Mónica la condenada (I)
Era una noche fría, muy fría, suficiente para que nadie quisiera salir siquiera a la esquina, pero Bernardo se sentía bastante frustrado por la discusión que se produjo esa tarde en el trabajo, por lo cual estaba dispuesto a tomar su moto y emprender un amplio recorrido por la ciudad, sin rumbo. Sin hacer mucho ruido, para no despertar a los inquilinos, llevó su preciado transporte hasta la otra calle, donde la encendió e inició su escapada; sin embargo, cuando llevaba un par de cuadras, ya no soportaba el gélido viento, por lo cual regresó para buscar la casaca que le había regalado su padre. Era una espléndida casaca de cuero, a la cual tenía en mucha estima.

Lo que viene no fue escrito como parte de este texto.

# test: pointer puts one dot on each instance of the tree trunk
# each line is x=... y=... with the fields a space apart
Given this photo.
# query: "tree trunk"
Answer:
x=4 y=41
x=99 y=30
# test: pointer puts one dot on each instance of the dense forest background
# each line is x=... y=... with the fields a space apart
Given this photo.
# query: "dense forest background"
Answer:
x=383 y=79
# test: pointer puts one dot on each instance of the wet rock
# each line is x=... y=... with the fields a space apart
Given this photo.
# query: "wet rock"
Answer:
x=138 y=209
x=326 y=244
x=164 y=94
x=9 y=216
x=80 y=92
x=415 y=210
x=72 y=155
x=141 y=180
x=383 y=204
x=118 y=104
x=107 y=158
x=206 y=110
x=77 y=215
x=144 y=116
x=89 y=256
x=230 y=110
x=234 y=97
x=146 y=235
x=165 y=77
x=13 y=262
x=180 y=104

Una vez de vuelta en la carretera, no se contuvo y anduvo por las calles menos transitadas, con tal de permitirse acelerar todo lo que quisiera, hasta que llegó a la calzada que pasaba frente al cementerio, donde frenó y observó el panorama, la penumbra que parecía querer tragarse cada milímetro de espacio, debido a que las luces de los postes eran exiguas. Entonces, en un arrebato de adrenalina, se levantó en una rueda y fue al encuentro de lo desconocido, pero, cuando apenas llevaba medio camino, se topó con que al frente se encontraba una mujer de vestido blanco, algo traslúcido, caminando como perdida al borde de la acera. Estuvo a punto de estrellarse, recobró el control de la moto, y luego se detuvo al lado de ella, pues esta había volteado a mirarlo y le hacía señas.

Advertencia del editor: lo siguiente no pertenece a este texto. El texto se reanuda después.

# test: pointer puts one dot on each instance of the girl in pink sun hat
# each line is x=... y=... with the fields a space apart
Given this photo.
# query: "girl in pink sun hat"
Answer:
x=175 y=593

"Hola", dijo ella con una dulce voz.
"Hola", contestó él, desconcertado por alguna razón que no entendía.
"Por favor, ¿me puedes dar un aventón a mi casa?", suplicó la mujer.
"Claro, por qué no. A estas horas es peligroso andar por ahí sin compañía", dijo Bernardo, muy galante, "Pero, ¿por qué se ha quedado tan tarde por acá?"
"Gracias por ofrecerme tu ayuda. Bueno, en este momento no es importante el motivo por el cual me quedé hasta tarde. Mi madre me matará si no llego a casa, porque me ha dado permiso hasta las doce", dijo ella, con lo cual inquietó más al hombre, quien luego la instó a subir a su moto.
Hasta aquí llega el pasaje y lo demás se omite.